Il ragù, grande risorsa di tradizione italiana, inebria da sempre col suo profumo tutte le cucine dello stivale che si rispettino. Il ragù ci rimanda dritti alla nostra infanzia, a quel fuoco che lento faceva sobbollire il sugo in pentola, per lunghe interminabili ore, facendoci desiderare che venisse presto l’ora di pranzo per gustarlo appieno sulla pasta o, la domenica, nelle lasagne e pasta al forno. Ma come fare il ragù senza la carne?
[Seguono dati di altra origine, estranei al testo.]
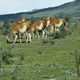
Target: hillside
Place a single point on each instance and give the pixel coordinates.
(69, 9)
E che gusto avrà? Ebbene, devo confermare che si può fare, eccome, e che il gusto così delizioso del ragù non deriva certo dalla carne (che nella sua versione “classica” è ben camuffata da altri sapori) ma dal resto degli ingredienti e dalla lunga cottura. Ognuno ha il suo metodo per fare il ragù, in ogni casa ha un sapore differente ma unico. Qui vi diamo la nostra versione, speciale e prelibata, che potete preparare in grande quantità e poi surgelare in porzioni più piccole, per avere sempre un sugo pronto e genuino nel quale far saltare la vostra pasta, naturalmente vegan!

 

INGREDIENTI PER 4 PERSONE

– 300 gr. di tofu;

– 1/2 litro di passata di pomodoro bio;

– 4 cucchiai di triplo concentrato di pomodoro;

– brodo vegetale;

– 2 carota;

– 2 costa di sedano;

– 1 cipolla bionda grossa;

– 1 spicchio d’aglio;

– olio EVO;

– mezzo bicchiere di vino rosso;

– pepe nero;

– sale;

 

TEMPO 60 minuti

COSTO 6 euro

DIFFICOLTA’ **

 

PREPARAZIONE

Tagliate il Tofu e “macinatelo” con la forchetta in pezzetti piccoli e irregolari. Togliete il filamento dalle coste di sedano e tritatelo nel mixer finemente insieme  all’aglio, la cipolla e la carota. Prendete una padella dal bordo alto, ponetevi l’olio e fate soffriggere vivacemente tutte le verdure tagliate. Aggiungete il tofu macinato e sfumate con mezzo bicchiere di vino rosso. Una volta che l’alcol del vino è evaporato, incorporatevi la salsa di pomodoro, salate e aggiustate di pepe. Portate ad ebollizione con fiamma alta, coprite con il coperchio e abbassate al minimo la fiamma. Continuate a cuocere per almeno 50 minuti, aggiungendo del brodo vegetale in cui avrete sciolto il triplo concentrato di pomodoro. Fate restringere la salsa alla giusta compattezza, togliete dal fuoco e utilizzate per condirvi la pasta o per comporre le vostre lasagne al forno.